Radiothérapie peropératoire focalisée à haute dose dans le cancer du sein

La chirurgie conservatrice du sein suivie par une radiothérapie (RT) bien ciblée, a fait la preuve, dans le cancer du sein (KS) d’une efficacité oncologique similaire à celle de la mastectomie. De plus on cherche à ce que cette RT elle-même soit plus réduite dans l’espace et le temps, en ne ciblant que le seul quadrant porteur du KS, et en délivrant toute la dose en une fois. Ceci épargne à la fois la malade (moins d’angoisse, de déplacements, d’effets collatéraux) et les finances publiques.  Une équipe du Memorial Sloan-Kettering Cancer Center (New york) décrit notamment son expérience avec une  irradiation peropératoire à haute dose (phase II).

Entre 2002 et 2006, 52 femmes de plus de 60 ans, porteuses de KS canalaire infiltrant, avec une tumeur unique < 2 cm, et sans adénopathies axillaires, ont été sélectionnées pour cet essai.

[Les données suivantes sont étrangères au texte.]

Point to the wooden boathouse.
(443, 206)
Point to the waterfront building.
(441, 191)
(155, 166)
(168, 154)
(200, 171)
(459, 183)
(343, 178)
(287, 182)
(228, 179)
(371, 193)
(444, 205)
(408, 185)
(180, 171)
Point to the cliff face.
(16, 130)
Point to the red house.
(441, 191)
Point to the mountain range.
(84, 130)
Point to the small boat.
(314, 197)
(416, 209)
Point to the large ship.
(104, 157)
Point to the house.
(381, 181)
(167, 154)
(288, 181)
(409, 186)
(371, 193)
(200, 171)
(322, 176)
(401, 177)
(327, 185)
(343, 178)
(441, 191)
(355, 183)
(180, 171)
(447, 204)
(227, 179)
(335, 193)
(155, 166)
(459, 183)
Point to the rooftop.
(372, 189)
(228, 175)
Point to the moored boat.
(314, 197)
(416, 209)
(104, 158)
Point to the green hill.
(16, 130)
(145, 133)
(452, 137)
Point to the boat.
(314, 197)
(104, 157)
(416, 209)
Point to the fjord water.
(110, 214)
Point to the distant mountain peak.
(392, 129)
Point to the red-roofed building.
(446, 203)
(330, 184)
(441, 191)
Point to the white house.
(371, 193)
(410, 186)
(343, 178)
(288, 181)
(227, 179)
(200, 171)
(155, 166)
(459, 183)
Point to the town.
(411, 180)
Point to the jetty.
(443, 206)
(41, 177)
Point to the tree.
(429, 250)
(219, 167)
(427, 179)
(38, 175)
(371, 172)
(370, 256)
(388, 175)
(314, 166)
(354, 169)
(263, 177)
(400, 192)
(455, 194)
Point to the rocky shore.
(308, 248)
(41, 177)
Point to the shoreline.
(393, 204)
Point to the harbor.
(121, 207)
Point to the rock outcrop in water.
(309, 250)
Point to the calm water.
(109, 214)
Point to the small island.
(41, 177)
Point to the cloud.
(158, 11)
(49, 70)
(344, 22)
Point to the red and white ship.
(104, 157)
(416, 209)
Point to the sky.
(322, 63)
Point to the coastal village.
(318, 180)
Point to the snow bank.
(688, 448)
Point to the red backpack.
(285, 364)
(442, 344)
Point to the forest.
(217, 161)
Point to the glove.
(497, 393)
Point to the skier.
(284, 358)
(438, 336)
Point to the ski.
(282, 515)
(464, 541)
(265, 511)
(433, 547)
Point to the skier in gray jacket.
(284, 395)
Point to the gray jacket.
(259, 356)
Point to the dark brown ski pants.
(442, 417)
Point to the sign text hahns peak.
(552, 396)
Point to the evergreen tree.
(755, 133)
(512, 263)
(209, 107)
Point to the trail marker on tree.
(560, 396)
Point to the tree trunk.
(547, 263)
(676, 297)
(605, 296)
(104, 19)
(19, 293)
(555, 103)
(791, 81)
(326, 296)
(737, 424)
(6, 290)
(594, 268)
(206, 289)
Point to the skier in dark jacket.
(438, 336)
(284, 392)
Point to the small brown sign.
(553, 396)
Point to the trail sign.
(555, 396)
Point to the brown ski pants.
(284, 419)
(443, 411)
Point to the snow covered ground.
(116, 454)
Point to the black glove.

Après vérification en histologie extemporanée de l’intégrité des berges opératoires, un écarteur quadrangulaire était utilisé pour obtenir une rétraction homogène de la peau, afin d’éviter au maximum sa nécrose ; l’iridium Ir192 était ensuite déposé dans le lit tumoral devant le grand pectoral à l’aide d’un applicateur en silicone. Les courbes isodoses optimales étaient calculées par un ordinateur. Pendant la durée de l’irradiation (30 à 40 mn), le personnel soignant évacuait le bloc opératoire (plombé) et la malade était surveillée par l’anesthésiste de l’extérieur au moyen d’appareils télécommandés. La plaie opératoire était refermée secondairement selon la technique habituelle. Les malades ont été suivies au moins un an, à la fois sur les résultats esthétiques et sur la toxicité radique précoce et tardive.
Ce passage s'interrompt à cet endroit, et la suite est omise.